When Street Feet break into a run, the stampede conjures images of an NYC chase scene, crisscrossing boroughs as if the touchstones extremity themselves. Their blown out, treble heavy attack keeps the proceedings squarely planted in the DIY camp, sidestepping the cleaner end of metal and deathgrind entirely.
As simple as they are inventive, the guitar and bass lay a traditional grindcore backdrop for the drums. Impossibly busy and anvil heavy, the battering the kit takes would seemingly require more limbs, perhaps the eight arms of a possessed mollusk.
“Dismantled Obelisk” is where they allow the first a peek into their more oddball tendencies. The off-kilter, serpentine riffing that bookends the hammering grind between it belies a band that knows their way around the more experimental strain. When paired with “Torched Effigies”, they truly feel dead set on reducing civilization to ash. First they came for the monuments, then the subjects of the bronze busts themselves. Devastating in the way only grind can be, the collapse is instantaneous and total. Fans of Grindcore’s myriad high points can’t go wrong.

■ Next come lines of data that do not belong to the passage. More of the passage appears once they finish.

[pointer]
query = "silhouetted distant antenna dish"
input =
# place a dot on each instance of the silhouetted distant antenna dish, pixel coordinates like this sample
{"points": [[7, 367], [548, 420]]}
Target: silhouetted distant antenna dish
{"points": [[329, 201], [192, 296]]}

For a release whose visit is sadly so short, the closer “Repugnant Reclamation” is a veritable marathon by their sprinter’s tendencies. At nearly two and a half minutes, the finale feels at once like the centerpiece and mission statement of Street Feet’s discography thus far.
Perhaps it’s that the current lineup is the tested and ironclad result of multiple shakeups. It’s more likely that this fourth lineup in their seven year run has only begun to reach the furthest limits of their batshit bond. They’re clearly able to tease something even darker out of their Northern cave. Though the track begins with a chugging mid-pace rumble, there's a gurgling lower vocal that feels pulled from the foul depths of death metal’s lo-fi swamps.
The expected blast of grindcore ruins the party, per usual, but the song then revolves into a masterwork of aural terror. Harsh noise a la Author and Punisher, a feral vocal performance, and the unforgiving bleat of machinery constitute a back half that I hope they explore moving forward. It’s in these moments that Street Feet unfurl and fly their diseased freak flag. Let that shit undulate wildly in the winds of putridity. Translation: Killer upstate NY grind that you fucking need in your meaningless life.
The perennial road dogs in Street Feet have poisoned most of the U.S. already, splitting the stage with their friends in We Must Dismantle All This (Profane Existence), and Upheaval (Boston, Ghost Ramp Records) the latter of which covered the better part of the Lower 48. Again, this is but a third of the filth the band has planned to unleash in 2019. Start running from Street Feet now. You might need a headstart, lest you get trampled.